Search code examples
regexperl

Why does a match against regex $ return 1 when the input string contains a newline?


Why does the command

perl -e "print qq/a\n/ =~ /$/"

print 1?

As far as I know, Perl considers $ as the position both before \n as well as the position at the end of the whole string in multi-line mode, which is the default (no modifier is applied).


Solution

  • The match operator returns 1 as the true value because the pattern matched. The print outputs that value.

    The $ is an anchor, which is a specific sort of zero-width assertion. It matches a condition in the pattern but consumes no text. Since you have nothing else in the pattern, the /$/ matches any target string including the empty string. It will always return true.

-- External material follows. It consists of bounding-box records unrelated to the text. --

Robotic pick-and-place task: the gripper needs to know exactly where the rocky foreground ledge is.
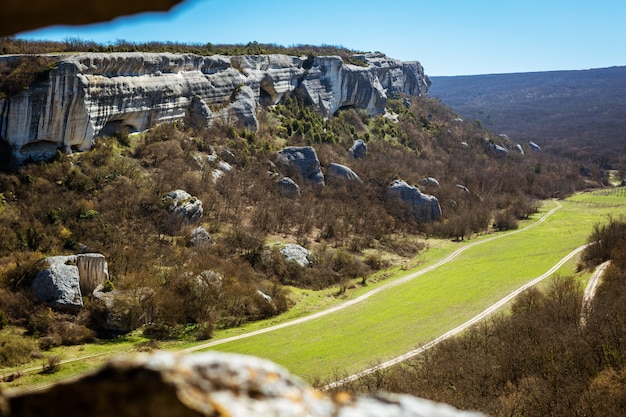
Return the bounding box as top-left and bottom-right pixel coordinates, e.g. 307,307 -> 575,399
0,352 -> 480,417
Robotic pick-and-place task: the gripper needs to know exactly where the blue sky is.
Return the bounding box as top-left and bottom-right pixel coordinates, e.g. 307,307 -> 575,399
20,0 -> 626,76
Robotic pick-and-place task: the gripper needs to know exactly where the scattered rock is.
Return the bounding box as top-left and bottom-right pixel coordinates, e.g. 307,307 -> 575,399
165,190 -> 202,224
528,140 -> 541,152
280,243 -> 313,268
189,226 -> 213,248
456,184 -> 470,195
493,145 -> 509,156
278,146 -> 325,185
276,177 -> 300,198
326,162 -> 363,184
419,177 -> 441,188
220,149 -> 238,165
32,253 -> 109,310
32,255 -> 83,311
0,351 -> 481,417
389,180 -> 442,223
348,139 -> 367,159
76,253 -> 109,295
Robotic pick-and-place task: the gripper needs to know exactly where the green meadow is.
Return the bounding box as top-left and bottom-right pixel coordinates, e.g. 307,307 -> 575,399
0,188 -> 626,386
204,189 -> 626,380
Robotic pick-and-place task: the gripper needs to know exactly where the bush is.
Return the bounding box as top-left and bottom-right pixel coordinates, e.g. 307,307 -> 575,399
0,336 -> 35,367
41,355 -> 61,374
0,310 -> 9,330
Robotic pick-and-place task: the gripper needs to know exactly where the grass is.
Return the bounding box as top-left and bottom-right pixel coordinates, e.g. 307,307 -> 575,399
0,190 -> 626,386
202,194 -> 626,380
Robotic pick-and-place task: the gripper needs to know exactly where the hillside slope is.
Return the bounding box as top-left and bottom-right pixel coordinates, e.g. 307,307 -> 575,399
429,67 -> 626,168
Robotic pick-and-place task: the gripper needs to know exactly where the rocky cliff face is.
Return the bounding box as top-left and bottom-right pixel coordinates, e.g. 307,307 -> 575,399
0,53 -> 430,163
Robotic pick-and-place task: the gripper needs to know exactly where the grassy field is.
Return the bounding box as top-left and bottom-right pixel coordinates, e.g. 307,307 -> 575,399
202,193 -> 626,380
0,189 -> 626,386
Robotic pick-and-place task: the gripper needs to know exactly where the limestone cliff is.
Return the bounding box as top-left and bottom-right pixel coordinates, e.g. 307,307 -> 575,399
0,53 -> 430,163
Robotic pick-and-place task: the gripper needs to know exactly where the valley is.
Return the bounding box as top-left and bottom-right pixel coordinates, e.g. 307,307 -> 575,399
0,190 -> 626,386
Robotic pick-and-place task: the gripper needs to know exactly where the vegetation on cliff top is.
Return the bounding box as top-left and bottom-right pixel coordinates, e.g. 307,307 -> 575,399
0,91 -> 582,376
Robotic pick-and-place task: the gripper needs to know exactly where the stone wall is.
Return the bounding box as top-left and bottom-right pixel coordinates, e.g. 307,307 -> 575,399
0,352 -> 479,417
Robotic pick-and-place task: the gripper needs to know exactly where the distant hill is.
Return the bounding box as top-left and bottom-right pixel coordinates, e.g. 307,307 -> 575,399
429,67 -> 626,168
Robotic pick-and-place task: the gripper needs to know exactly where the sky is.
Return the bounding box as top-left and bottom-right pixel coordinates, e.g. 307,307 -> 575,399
13,0 -> 626,76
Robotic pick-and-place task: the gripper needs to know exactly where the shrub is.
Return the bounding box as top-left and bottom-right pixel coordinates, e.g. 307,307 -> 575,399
0,336 -> 35,367
0,310 -> 9,330
41,355 -> 61,374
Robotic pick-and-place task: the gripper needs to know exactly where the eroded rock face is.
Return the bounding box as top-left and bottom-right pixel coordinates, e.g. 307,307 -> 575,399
276,177 -> 300,198
326,162 -> 363,184
280,243 -> 313,268
0,53 -> 430,163
165,190 -> 203,224
32,256 -> 83,310
348,139 -> 367,159
389,180 -> 442,223
278,146 -> 325,185
32,253 -> 109,310
0,352 -> 480,417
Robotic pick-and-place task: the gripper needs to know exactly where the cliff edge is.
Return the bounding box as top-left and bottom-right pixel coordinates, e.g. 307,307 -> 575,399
0,52 -> 430,164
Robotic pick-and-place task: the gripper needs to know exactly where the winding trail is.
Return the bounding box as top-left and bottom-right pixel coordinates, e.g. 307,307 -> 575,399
322,240 -> 588,391
580,261 -> 611,327
0,199 -> 564,389
181,200 -> 560,353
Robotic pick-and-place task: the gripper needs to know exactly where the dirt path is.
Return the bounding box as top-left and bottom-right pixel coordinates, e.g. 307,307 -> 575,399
580,261 -> 611,326
0,200 -> 560,386
323,240 -> 587,390
182,200 -> 563,352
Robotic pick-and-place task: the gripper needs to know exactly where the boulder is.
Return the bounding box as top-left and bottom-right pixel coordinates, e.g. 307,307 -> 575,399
419,177 -> 441,188
165,190 -> 202,224
76,253 -> 109,295
32,253 -> 109,310
0,351 -> 481,417
326,162 -> 363,184
388,180 -> 442,223
348,139 -> 367,159
220,149 -> 238,165
32,255 -> 83,311
280,243 -> 313,268
456,184 -> 470,195
528,140 -> 541,152
277,146 -> 325,185
276,177 -> 300,198
189,226 -> 213,248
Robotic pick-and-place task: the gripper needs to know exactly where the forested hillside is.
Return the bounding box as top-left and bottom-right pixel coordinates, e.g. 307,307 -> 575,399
429,67 -> 626,169
342,213 -> 626,417
0,87 -> 588,365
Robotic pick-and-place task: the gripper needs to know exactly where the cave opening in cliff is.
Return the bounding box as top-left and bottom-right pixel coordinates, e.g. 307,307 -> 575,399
259,86 -> 274,106
96,119 -> 139,137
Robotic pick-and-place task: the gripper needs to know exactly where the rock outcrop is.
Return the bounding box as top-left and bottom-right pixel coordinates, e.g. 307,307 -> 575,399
389,180 -> 442,223
280,243 -> 313,268
32,253 -> 109,310
165,190 -> 203,224
0,53 -> 430,163
348,139 -> 367,159
277,146 -> 325,185
326,162 -> 363,184
0,352 -> 480,417
276,177 -> 300,198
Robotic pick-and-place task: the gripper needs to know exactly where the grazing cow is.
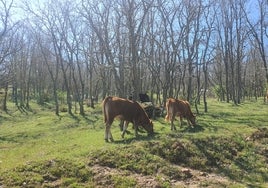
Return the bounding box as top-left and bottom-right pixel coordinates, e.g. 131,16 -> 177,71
102,97 -> 153,142
165,98 -> 195,130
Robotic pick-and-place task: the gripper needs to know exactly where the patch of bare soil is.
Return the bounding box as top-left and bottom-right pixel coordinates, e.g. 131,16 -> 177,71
91,165 -> 232,188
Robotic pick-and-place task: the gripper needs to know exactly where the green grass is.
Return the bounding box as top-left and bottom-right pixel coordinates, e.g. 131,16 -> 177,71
0,99 -> 268,187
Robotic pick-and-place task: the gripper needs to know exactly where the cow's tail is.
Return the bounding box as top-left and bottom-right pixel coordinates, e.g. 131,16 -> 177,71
165,100 -> 170,122
102,96 -> 112,123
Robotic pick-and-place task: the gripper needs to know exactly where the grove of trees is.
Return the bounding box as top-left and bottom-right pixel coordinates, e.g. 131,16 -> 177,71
0,0 -> 268,115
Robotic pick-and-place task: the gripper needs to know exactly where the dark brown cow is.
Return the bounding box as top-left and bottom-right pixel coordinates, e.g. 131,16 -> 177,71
102,97 -> 153,142
165,98 -> 195,130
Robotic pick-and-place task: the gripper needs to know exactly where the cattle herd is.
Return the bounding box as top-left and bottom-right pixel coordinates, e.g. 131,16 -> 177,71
102,96 -> 196,142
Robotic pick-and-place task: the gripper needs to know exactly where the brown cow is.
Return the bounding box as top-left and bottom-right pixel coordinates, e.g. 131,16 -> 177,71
102,97 -> 153,142
165,98 -> 195,130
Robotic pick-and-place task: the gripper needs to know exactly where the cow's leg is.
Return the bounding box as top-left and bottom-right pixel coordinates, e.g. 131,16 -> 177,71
171,115 -> 176,131
104,123 -> 111,142
121,121 -> 129,138
108,126 -> 114,142
133,121 -> 139,138
104,121 -> 114,142
180,116 -> 182,128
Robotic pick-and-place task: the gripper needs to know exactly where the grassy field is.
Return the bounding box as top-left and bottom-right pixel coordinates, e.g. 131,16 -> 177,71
0,99 -> 268,187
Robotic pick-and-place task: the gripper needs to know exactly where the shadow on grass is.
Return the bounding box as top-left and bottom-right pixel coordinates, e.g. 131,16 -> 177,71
112,132 -> 159,144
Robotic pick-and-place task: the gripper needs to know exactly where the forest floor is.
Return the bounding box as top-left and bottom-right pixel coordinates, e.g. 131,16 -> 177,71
0,99 -> 268,188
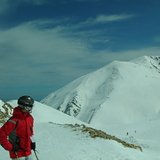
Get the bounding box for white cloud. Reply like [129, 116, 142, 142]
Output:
[94, 14, 134, 23]
[0, 21, 160, 91]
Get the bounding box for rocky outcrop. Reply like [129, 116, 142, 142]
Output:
[63, 124, 142, 151]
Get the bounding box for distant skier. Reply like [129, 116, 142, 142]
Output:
[0, 96, 36, 160]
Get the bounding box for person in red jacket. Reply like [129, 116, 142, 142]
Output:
[0, 96, 35, 160]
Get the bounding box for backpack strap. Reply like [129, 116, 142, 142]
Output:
[8, 118, 19, 130]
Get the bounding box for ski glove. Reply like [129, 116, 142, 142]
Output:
[31, 142, 36, 150]
[11, 144, 20, 152]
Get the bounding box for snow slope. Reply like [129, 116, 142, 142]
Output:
[0, 100, 160, 160]
[41, 56, 160, 129]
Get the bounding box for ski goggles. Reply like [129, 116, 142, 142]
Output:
[21, 103, 34, 111]
[24, 105, 33, 111]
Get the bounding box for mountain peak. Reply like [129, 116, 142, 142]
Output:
[41, 56, 160, 126]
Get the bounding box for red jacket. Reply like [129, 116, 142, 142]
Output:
[0, 107, 33, 159]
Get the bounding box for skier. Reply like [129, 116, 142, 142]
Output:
[0, 96, 36, 160]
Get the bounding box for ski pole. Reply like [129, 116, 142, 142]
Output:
[33, 150, 39, 160]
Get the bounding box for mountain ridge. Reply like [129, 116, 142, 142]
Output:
[41, 56, 160, 129]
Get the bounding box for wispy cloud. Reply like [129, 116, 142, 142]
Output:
[75, 14, 135, 28]
[93, 14, 135, 23]
[0, 0, 48, 14]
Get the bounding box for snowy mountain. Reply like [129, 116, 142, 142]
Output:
[41, 56, 160, 130]
[0, 56, 160, 160]
[0, 100, 160, 160]
[0, 100, 149, 160]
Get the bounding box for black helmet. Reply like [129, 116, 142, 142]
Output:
[18, 96, 34, 109]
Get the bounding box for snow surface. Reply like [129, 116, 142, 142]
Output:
[0, 100, 160, 160]
[0, 100, 160, 160]
[0, 56, 160, 160]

    The $ is the end-of-line anchor, as documented in perlre. The $ allows a vestigial newline at the end, so both of these can match:

    "a"   =~ /a$/
    "a\n" =~ /a$/
    

    Without the /m regex modifier, the end of the line is the end of the string. But, with that modifier it can match before any newline in the string:

    "a\n" =~ /a$b/m
    

    You might get this behavior even if you don't see it attached to the particular match operator since people can set default match flags:

    use re '/m'; # applies to all in lexical scope
    

    Over-enthusiastic fans of Perl Best Practices like to make a trio of pattern changing commands the default (often not auditing every regex it affects):

    use re '/msx'
    

    There's another anchor, the end-of-string anchor \Z, that also allows a trailing newline. If you don't want to allow a newline, you can use the lowercase \z to mean the absolute end of the string. These are not affected by regex flags.